Jan. 9th, 2014

evils: (Default)
This is my ranting journal, so let's rant.

I'm job-hunting like crazy, had an interview and a few more places sound positive about getting back to me. People are bullying me to return to Superstore despite my broken shoulder (I should specify this is the place where it got permanently injured) in name of the "rent" which I am adamantly against.

Maybe arrogance is a weak point of mine, but it seems as I get older... people are more condescending? I think everyone's just so eager to impart their personal nugget of wisdom of how to "do right" without really thinking it through. No I am NOT at the whim of your personal decisions! Nor am I the scapegoat of your opinions.

It's true. I fuck up a lot, get myself into bad positions, but I always make it out all right.
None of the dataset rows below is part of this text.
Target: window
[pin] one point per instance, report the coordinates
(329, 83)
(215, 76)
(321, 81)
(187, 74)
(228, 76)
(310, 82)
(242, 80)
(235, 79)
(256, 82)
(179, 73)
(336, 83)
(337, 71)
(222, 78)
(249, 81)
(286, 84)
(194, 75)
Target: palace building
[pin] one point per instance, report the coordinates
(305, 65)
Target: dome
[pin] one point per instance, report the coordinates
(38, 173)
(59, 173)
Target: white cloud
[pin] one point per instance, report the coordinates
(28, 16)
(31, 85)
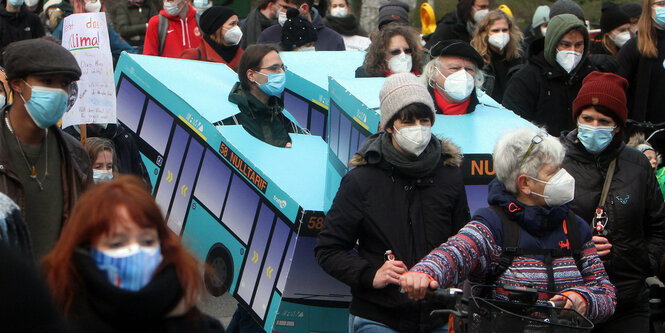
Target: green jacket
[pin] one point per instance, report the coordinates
(265, 122)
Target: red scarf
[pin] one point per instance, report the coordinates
(450, 109)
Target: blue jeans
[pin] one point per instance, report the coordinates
(362, 325)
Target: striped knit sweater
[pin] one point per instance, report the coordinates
(473, 253)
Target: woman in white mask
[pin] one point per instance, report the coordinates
(614, 31)
(395, 49)
(452, 76)
(220, 38)
(498, 41)
(529, 211)
(117, 267)
(404, 194)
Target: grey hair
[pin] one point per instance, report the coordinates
(511, 148)
(430, 73)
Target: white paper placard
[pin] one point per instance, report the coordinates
(86, 37)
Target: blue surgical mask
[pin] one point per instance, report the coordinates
(594, 138)
(129, 268)
(46, 105)
(660, 16)
(275, 84)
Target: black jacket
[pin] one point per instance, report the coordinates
(384, 210)
(646, 80)
(543, 93)
(634, 206)
(98, 306)
(451, 26)
(21, 25)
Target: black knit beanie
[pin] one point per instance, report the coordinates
(297, 31)
(612, 17)
(213, 18)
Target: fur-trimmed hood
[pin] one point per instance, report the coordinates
(452, 155)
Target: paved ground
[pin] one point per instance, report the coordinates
(221, 307)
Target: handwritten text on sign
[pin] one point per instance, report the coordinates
(86, 37)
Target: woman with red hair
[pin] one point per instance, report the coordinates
(118, 268)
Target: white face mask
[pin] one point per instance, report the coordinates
(400, 63)
(233, 36)
(499, 40)
(413, 139)
(93, 7)
(621, 38)
(480, 15)
(173, 8)
(339, 12)
(559, 190)
(281, 17)
(568, 59)
(458, 85)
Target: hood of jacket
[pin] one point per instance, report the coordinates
(536, 220)
(191, 14)
(557, 28)
(452, 155)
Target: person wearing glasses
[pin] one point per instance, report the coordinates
(461, 23)
(43, 169)
(258, 96)
(394, 49)
(641, 63)
(543, 91)
(403, 197)
(452, 77)
(529, 213)
(629, 226)
(498, 40)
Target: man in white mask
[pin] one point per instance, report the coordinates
(181, 33)
(452, 76)
(403, 196)
(327, 39)
(543, 90)
(220, 38)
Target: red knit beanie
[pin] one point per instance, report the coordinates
(604, 89)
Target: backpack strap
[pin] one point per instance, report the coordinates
(511, 240)
(162, 30)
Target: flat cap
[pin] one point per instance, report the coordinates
(39, 57)
(458, 48)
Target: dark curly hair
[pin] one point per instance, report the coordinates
(375, 63)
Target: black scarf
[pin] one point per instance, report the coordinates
(226, 52)
(378, 149)
(347, 25)
(122, 308)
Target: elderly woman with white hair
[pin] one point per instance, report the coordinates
(452, 77)
(529, 223)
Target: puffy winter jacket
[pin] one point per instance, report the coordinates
(634, 206)
(381, 209)
(476, 250)
(182, 34)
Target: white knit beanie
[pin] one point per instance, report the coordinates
(400, 90)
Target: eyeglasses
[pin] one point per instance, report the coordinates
(538, 138)
(275, 68)
(399, 51)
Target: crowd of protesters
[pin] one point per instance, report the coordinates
(84, 214)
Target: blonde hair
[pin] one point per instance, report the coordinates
(480, 40)
(646, 34)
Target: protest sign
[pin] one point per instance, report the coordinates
(93, 96)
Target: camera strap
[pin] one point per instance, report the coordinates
(600, 219)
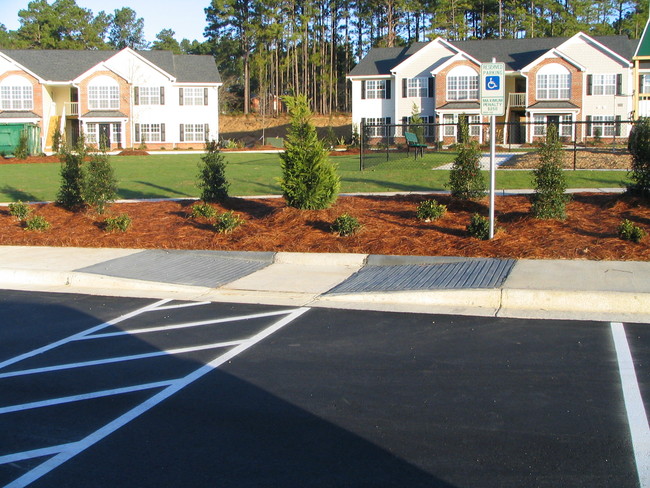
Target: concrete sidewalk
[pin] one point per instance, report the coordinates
(598, 290)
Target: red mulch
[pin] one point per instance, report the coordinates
(389, 227)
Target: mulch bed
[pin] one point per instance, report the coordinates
(389, 227)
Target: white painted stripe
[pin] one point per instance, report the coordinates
(636, 414)
(45, 451)
(84, 396)
(201, 323)
(178, 385)
(183, 305)
(119, 359)
(75, 337)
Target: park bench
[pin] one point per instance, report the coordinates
(412, 142)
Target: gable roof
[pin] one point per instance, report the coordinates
(515, 53)
(61, 65)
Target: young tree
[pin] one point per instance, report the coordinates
(549, 200)
(309, 180)
(465, 178)
(212, 174)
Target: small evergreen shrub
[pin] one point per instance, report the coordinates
(37, 223)
(203, 210)
(227, 222)
(119, 223)
(430, 210)
(345, 225)
(212, 174)
(479, 227)
(630, 232)
(19, 210)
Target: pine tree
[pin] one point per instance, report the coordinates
(309, 179)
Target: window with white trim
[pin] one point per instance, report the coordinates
(417, 87)
(375, 88)
(603, 84)
(103, 97)
(553, 83)
(462, 84)
(19, 96)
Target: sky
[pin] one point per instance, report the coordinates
(185, 17)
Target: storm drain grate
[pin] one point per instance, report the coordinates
(475, 273)
(196, 268)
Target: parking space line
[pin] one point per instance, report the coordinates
(84, 396)
(636, 414)
(177, 385)
(186, 325)
(119, 359)
(83, 333)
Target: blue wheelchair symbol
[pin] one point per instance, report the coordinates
(492, 82)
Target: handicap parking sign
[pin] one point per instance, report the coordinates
(492, 83)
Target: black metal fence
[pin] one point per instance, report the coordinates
(388, 146)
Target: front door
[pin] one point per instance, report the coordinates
(105, 136)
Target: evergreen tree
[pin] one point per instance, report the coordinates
(309, 179)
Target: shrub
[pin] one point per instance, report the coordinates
(630, 232)
(212, 174)
(37, 222)
(19, 210)
(479, 227)
(430, 210)
(119, 223)
(465, 178)
(227, 222)
(345, 225)
(100, 185)
(639, 147)
(203, 210)
(309, 179)
(549, 181)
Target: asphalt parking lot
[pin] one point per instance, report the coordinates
(105, 392)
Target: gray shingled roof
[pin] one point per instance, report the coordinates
(65, 65)
(515, 53)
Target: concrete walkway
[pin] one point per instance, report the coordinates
(598, 290)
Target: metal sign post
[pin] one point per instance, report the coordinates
(492, 104)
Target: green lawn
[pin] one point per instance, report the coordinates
(174, 176)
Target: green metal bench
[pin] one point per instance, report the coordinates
(412, 142)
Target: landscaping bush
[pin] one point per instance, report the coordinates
(639, 147)
(345, 225)
(479, 227)
(465, 178)
(227, 222)
(119, 223)
(630, 232)
(19, 210)
(430, 210)
(212, 174)
(37, 223)
(309, 179)
(549, 181)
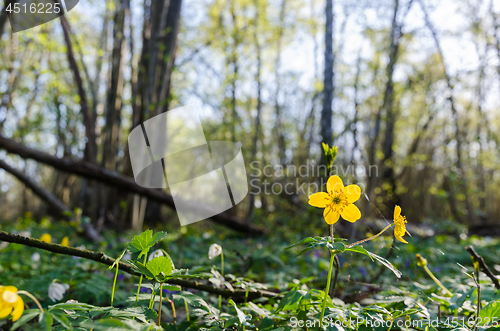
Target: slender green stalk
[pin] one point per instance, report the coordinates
(437, 281)
(390, 326)
(327, 289)
(151, 300)
(159, 308)
(32, 297)
(222, 274)
(114, 285)
(371, 238)
(187, 310)
(140, 283)
(173, 310)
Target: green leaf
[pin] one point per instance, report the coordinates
(381, 260)
(61, 318)
(159, 265)
(144, 241)
(302, 242)
(142, 269)
(117, 261)
(242, 318)
(27, 316)
(490, 313)
(46, 319)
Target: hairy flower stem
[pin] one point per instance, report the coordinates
(159, 308)
(32, 297)
(187, 310)
(140, 283)
(222, 274)
(371, 238)
(114, 285)
(327, 289)
(437, 281)
(173, 310)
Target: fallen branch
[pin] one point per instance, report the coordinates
(484, 267)
(104, 259)
(54, 203)
(111, 178)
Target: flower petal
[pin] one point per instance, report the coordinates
(397, 212)
(320, 199)
(5, 311)
(401, 239)
(334, 185)
(18, 309)
(351, 213)
(331, 216)
(353, 193)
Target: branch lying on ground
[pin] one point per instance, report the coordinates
(104, 259)
(54, 203)
(484, 267)
(111, 178)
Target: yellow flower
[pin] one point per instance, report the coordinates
(46, 237)
(338, 201)
(10, 303)
(399, 221)
(65, 242)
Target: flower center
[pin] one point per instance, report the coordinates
(10, 297)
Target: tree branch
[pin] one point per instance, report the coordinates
(111, 178)
(483, 265)
(54, 203)
(104, 259)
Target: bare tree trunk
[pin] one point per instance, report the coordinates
(255, 139)
(279, 116)
(169, 42)
(114, 99)
(390, 116)
(111, 178)
(458, 135)
(4, 16)
(90, 147)
(327, 112)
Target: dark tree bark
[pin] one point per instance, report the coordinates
(4, 16)
(279, 116)
(169, 42)
(255, 139)
(114, 97)
(90, 147)
(454, 113)
(113, 179)
(327, 112)
(390, 116)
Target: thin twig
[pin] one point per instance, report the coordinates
(104, 259)
(484, 266)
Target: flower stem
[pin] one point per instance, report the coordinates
(32, 298)
(371, 238)
(437, 281)
(140, 283)
(173, 310)
(114, 285)
(187, 310)
(222, 274)
(333, 253)
(159, 308)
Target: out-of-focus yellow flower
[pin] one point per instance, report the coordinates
(10, 303)
(399, 221)
(338, 201)
(65, 242)
(46, 237)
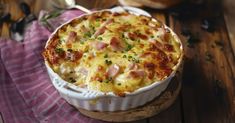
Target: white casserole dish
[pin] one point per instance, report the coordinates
(100, 101)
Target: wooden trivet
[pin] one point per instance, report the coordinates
(154, 107)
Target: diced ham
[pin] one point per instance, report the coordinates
(142, 36)
(99, 45)
(133, 66)
(83, 71)
(137, 73)
(116, 44)
(74, 55)
(84, 29)
(72, 36)
(100, 31)
(149, 66)
(113, 70)
(164, 34)
(168, 47)
(132, 36)
(102, 28)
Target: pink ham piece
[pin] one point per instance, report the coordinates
(133, 66)
(137, 73)
(99, 45)
(74, 55)
(83, 71)
(113, 70)
(102, 28)
(116, 44)
(72, 36)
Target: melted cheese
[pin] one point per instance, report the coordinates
(113, 52)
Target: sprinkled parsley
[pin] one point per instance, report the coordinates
(108, 62)
(129, 47)
(59, 50)
(72, 80)
(100, 38)
(106, 56)
(70, 50)
(87, 34)
(108, 80)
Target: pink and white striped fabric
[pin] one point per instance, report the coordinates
(26, 93)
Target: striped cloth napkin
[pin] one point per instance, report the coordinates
(26, 93)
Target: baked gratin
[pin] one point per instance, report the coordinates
(113, 52)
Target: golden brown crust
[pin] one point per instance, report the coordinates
(117, 52)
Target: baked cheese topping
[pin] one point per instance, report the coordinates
(113, 52)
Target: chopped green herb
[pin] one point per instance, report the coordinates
(70, 50)
(129, 47)
(59, 50)
(108, 62)
(88, 34)
(72, 80)
(106, 56)
(123, 36)
(99, 38)
(108, 80)
(61, 40)
(82, 42)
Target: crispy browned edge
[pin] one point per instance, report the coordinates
(54, 36)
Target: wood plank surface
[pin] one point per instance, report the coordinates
(208, 90)
(229, 15)
(208, 83)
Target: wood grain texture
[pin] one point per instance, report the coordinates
(229, 15)
(208, 85)
(208, 94)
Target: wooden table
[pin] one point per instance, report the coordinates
(208, 93)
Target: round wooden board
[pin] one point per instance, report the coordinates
(154, 107)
Ironically it's only my mother who hasn't been insisting for me to return, because she knows how much pain it's put me in.

Every time I hear "As x years your elder, blah blah blah" or some other similar condescending bullshit, I immediately tune out. I am a firm believer in listening to your elders -- BUT I also believe a lot of them to be old fools. Do not tell me the recipe for success when you're dragging ass back into retail, chain smoke and drink heavily. I will not listen.

I have always found the most insightful, intelligent and wise people are the least condescending of all -- and for good reason, because people who use their fucking brains realize there's always a lot of different components of what makes someone up, what is fixable versus what is plain personality, everyone's had different experiences, and it's better to encourage with personal experience than to talk down with corny "and I didn't let x hold me back from doing what I want!!!!"

Picking on my lack of confidence? Picking on me for being "easily scared"? Oh bitch, you don't know the first thing about me.

And also... YOU DON'T KNOW WHAT YOU'RE TALKING ABOUT IF YOU ONLY JUST MET SOMEONE A WEEK OR TWO AGO!

And the whole rent thing gets the same response. In just a week of everyone returning from the holidays, I've already done a pretty successful interview, talked to a few managers about work, applied to tons of places and despite my current unemployment am doing quite well for myself.

I think my roommate is riding my ass because he's worried about the rent, but it's still not his business to ride my ass IF I'VE BEEN JOBHUNTING. He's not my boss, or my mother or anyone like that. So piss off. My boyfriend likewise has been riding my ass about being jobless but is there any way to tell them to be fucking patient? That I've been jobless for under 3 weeks and I've made a ton of progress?

Anyway that's just what I think. I don't know why I'm so angry at everything today, might just be hormones or boredom or weird sleeping times.